CSIRO’s Parkes Radio Telescope in Australia.
Last week Professor Stephen Hawking and a number of other prominent scientists announced the launch of a new $100 million initiative designed to find evidence of intelligent extraterrestrial life.
The endeavor will be one of the most thorough and extensive ever undertaken and will focus on picking up signs of radio signals that might have been sent by someone else out in space.
While listening for alien messages could help us learn more about our place in the universe however not everyone believes that attempting to communicate with aliens would be in our best interests.

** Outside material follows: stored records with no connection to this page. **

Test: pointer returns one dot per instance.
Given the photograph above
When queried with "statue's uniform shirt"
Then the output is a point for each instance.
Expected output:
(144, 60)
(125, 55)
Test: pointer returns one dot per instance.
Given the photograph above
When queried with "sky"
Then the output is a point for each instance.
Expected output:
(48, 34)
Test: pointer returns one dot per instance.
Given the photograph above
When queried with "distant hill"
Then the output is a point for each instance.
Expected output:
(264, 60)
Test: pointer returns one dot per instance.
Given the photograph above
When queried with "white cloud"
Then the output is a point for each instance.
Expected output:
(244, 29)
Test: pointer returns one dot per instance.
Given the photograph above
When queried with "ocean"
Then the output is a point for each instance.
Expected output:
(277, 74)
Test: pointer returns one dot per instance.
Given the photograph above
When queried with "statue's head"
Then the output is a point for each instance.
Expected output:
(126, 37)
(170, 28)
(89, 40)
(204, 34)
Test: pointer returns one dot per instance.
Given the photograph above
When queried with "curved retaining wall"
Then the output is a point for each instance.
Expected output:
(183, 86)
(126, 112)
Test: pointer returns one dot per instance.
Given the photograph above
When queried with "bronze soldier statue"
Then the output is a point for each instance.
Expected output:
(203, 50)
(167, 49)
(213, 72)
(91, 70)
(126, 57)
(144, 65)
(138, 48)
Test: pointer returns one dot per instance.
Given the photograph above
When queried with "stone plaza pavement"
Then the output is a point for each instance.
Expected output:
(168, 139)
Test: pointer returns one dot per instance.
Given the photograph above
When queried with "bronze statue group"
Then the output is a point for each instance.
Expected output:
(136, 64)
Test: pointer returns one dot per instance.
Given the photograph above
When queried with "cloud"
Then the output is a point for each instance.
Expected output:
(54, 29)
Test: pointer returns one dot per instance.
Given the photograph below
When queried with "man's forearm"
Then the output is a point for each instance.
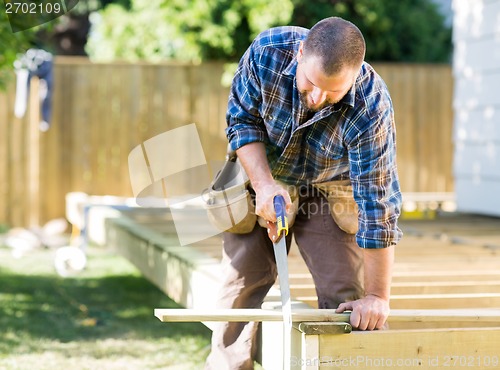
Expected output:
(378, 265)
(254, 160)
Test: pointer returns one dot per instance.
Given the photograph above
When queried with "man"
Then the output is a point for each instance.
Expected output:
(306, 110)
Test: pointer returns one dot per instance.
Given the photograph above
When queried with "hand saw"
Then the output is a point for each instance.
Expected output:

Matthew Bailes of Swinburne University in Melbourne, who is himself in charge of the initiative’s efforts to find signs of life on other planets, maintains that establishing communications with an alien race capable of sending signals over vast distances could potentially lead humanity to ruin.
“The history of weak civilizations contacting more advanced civilizations is not a happy one,” he said.

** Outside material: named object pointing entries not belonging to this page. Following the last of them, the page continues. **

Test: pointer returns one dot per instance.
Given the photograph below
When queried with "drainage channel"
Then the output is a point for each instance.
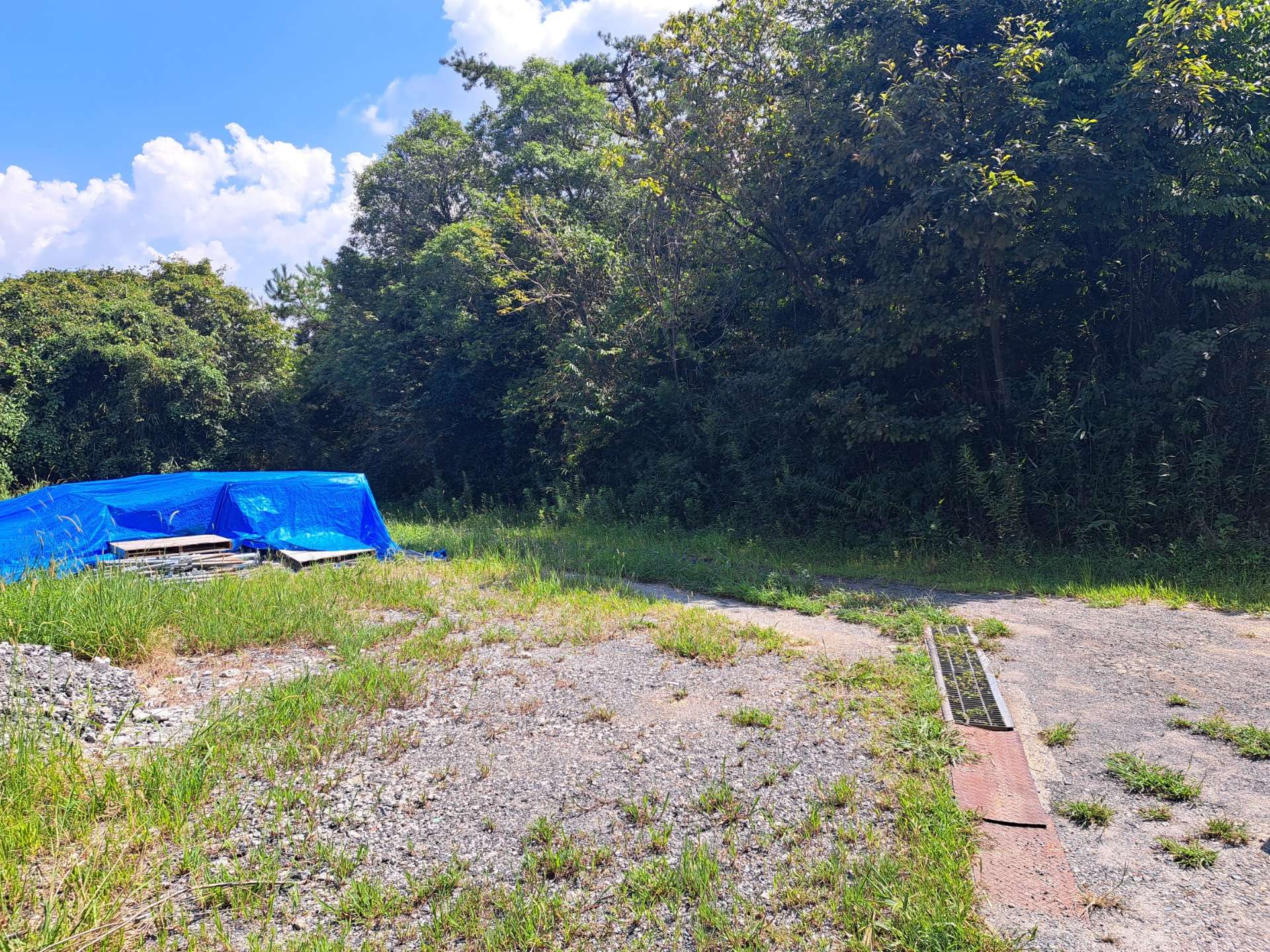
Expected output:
(1021, 863)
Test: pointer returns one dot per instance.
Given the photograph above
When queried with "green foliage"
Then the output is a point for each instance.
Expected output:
(1248, 739)
(1140, 776)
(1189, 855)
(1086, 813)
(937, 274)
(110, 374)
(1058, 735)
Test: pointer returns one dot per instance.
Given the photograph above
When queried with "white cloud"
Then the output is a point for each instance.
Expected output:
(247, 205)
(507, 32)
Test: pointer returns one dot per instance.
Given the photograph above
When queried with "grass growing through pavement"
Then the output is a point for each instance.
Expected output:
(1249, 740)
(1085, 813)
(1189, 855)
(1140, 776)
(781, 571)
(1231, 833)
(103, 834)
(751, 717)
(99, 843)
(912, 889)
(1058, 735)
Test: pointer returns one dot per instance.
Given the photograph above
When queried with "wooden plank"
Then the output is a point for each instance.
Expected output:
(302, 559)
(172, 545)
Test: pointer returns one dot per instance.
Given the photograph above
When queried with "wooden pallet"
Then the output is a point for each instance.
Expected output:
(173, 545)
(300, 559)
(186, 567)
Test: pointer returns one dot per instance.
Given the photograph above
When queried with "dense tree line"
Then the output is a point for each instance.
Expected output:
(905, 268)
(114, 372)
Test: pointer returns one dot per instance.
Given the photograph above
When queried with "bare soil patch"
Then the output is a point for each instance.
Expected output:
(1113, 670)
(630, 753)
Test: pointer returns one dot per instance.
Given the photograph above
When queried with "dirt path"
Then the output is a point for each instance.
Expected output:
(1113, 670)
(813, 634)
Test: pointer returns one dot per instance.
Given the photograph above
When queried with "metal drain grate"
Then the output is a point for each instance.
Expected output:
(969, 692)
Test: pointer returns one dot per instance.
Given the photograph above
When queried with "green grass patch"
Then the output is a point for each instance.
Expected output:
(904, 619)
(1249, 740)
(1058, 735)
(1189, 855)
(1085, 813)
(751, 717)
(126, 617)
(698, 635)
(771, 568)
(1140, 776)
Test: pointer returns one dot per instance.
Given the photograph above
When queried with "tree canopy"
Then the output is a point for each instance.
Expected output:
(872, 267)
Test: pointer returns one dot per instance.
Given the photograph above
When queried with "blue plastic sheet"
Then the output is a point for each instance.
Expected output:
(74, 524)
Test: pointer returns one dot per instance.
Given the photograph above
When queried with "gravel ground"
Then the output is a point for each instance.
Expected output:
(87, 697)
(568, 733)
(1111, 670)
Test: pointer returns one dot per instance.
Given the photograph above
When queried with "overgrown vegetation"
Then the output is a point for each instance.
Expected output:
(1248, 739)
(929, 291)
(1058, 735)
(1085, 813)
(802, 573)
(1141, 776)
(1189, 855)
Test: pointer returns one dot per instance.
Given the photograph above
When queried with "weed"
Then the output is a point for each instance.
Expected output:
(927, 740)
(366, 902)
(700, 635)
(436, 647)
(550, 852)
(991, 631)
(1231, 833)
(1085, 813)
(751, 717)
(1249, 740)
(643, 811)
(904, 619)
(1140, 776)
(1189, 853)
(1058, 735)
(719, 799)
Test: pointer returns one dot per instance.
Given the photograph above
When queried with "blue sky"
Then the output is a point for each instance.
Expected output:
(134, 131)
(88, 83)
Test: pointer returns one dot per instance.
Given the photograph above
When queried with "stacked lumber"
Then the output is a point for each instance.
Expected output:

His sentiments echo those of researchers and scientists who signed a petition earlier this year to warn that intelligent extraterrestrials are just as likely to be hostile as they are to be peaceful.

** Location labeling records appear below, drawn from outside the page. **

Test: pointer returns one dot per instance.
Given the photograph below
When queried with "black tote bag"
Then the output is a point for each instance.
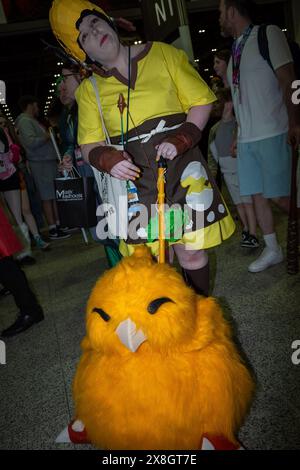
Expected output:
(76, 201)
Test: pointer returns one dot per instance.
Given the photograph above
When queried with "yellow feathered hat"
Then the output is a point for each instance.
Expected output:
(63, 17)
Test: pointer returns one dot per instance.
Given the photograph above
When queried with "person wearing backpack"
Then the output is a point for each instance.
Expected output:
(269, 122)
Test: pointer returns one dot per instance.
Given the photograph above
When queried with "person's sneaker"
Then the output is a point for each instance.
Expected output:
(40, 243)
(267, 258)
(250, 242)
(23, 322)
(56, 234)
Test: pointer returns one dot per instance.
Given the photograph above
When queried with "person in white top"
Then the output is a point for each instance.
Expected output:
(269, 122)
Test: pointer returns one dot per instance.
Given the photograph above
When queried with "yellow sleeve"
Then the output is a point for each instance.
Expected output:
(192, 89)
(89, 123)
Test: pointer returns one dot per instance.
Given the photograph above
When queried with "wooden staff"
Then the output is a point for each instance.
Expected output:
(161, 212)
(292, 235)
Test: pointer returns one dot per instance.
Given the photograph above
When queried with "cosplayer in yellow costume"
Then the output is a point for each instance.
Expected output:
(165, 97)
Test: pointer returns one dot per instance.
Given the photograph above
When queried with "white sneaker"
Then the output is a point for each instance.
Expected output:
(267, 258)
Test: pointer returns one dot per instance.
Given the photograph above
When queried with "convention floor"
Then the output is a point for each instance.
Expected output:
(35, 383)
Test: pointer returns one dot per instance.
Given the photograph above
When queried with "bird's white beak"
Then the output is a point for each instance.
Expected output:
(128, 335)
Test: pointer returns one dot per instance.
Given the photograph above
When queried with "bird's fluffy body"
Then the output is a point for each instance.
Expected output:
(185, 380)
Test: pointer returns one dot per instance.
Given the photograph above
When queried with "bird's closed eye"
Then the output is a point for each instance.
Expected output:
(155, 304)
(102, 314)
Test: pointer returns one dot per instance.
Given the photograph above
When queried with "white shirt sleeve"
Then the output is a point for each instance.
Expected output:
(280, 53)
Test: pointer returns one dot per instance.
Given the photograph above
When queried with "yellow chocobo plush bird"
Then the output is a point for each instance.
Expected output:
(159, 369)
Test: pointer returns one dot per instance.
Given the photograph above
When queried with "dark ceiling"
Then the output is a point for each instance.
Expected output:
(28, 68)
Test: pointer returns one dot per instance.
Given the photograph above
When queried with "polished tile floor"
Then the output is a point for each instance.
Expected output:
(35, 383)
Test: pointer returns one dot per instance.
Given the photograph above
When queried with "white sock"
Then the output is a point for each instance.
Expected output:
(271, 241)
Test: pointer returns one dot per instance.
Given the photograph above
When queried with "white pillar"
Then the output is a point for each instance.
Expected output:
(184, 41)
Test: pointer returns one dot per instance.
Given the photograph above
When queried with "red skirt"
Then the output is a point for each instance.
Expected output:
(9, 243)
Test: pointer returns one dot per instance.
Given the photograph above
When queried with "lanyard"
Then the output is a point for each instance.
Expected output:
(237, 50)
(128, 91)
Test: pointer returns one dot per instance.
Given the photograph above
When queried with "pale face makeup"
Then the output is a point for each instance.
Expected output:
(98, 39)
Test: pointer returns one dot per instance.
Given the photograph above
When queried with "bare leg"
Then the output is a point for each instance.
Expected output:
(251, 218)
(26, 211)
(195, 268)
(264, 214)
(241, 211)
(283, 203)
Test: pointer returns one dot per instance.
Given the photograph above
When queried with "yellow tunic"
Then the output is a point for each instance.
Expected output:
(155, 91)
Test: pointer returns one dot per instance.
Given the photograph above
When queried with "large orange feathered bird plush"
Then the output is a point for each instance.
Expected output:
(159, 369)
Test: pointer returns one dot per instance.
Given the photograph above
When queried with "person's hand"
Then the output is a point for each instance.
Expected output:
(125, 170)
(166, 150)
(67, 163)
(294, 136)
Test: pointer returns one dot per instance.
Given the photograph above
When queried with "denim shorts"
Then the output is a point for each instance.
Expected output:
(264, 167)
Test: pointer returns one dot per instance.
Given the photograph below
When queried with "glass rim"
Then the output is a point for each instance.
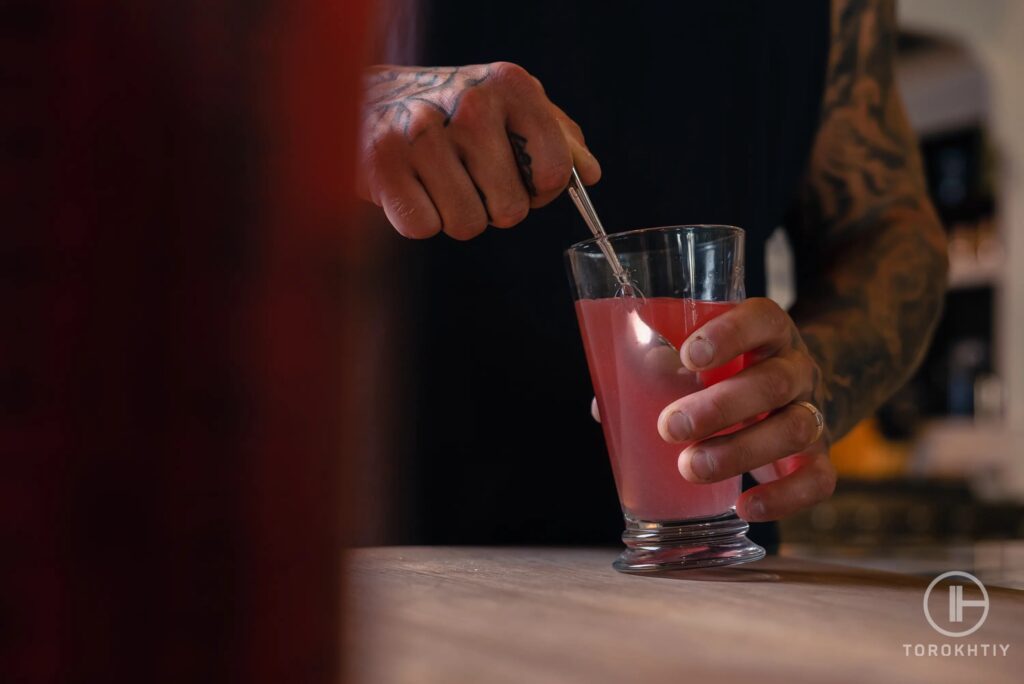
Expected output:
(725, 228)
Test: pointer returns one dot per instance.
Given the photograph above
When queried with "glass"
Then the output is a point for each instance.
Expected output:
(686, 274)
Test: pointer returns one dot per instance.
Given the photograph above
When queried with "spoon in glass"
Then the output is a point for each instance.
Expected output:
(646, 336)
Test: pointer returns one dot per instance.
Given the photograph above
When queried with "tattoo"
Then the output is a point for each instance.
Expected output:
(394, 92)
(523, 161)
(870, 249)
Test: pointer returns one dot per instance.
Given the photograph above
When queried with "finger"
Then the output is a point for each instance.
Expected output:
(584, 161)
(409, 208)
(763, 387)
(484, 146)
(540, 147)
(787, 431)
(812, 481)
(755, 325)
(392, 184)
(448, 183)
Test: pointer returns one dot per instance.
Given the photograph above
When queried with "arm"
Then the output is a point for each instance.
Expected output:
(872, 252)
(871, 261)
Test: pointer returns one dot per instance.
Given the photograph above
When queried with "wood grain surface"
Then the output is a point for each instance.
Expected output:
(562, 615)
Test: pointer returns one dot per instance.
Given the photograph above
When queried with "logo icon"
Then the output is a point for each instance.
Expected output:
(957, 603)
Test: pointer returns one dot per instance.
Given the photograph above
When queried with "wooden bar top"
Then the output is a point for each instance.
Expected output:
(454, 614)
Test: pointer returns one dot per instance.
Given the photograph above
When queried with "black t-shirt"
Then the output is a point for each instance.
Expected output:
(699, 113)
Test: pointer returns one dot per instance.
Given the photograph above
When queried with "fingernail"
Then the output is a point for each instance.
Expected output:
(700, 352)
(755, 508)
(680, 426)
(701, 464)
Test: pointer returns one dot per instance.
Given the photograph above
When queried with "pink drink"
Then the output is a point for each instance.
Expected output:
(633, 386)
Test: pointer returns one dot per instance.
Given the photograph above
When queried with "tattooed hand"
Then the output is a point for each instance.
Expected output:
(871, 267)
(782, 373)
(454, 148)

To search for a signal Professor Bailes and his team will be using the Parkes radio telescope in what has been described as a “Silicon Valley approach to the search for intelligent life.”
“The difficulty is to know what sort of signal we are looking for,” he said. “There is no manual on how to find aliens. We’ll have to imagine the sort of transmissions an alien race might send.”
“The signal is likely to be quite feeble after coming vast distances. We’ll need to be looking for advanced civilisations that have significantly more transmission grunt than we are capable of.”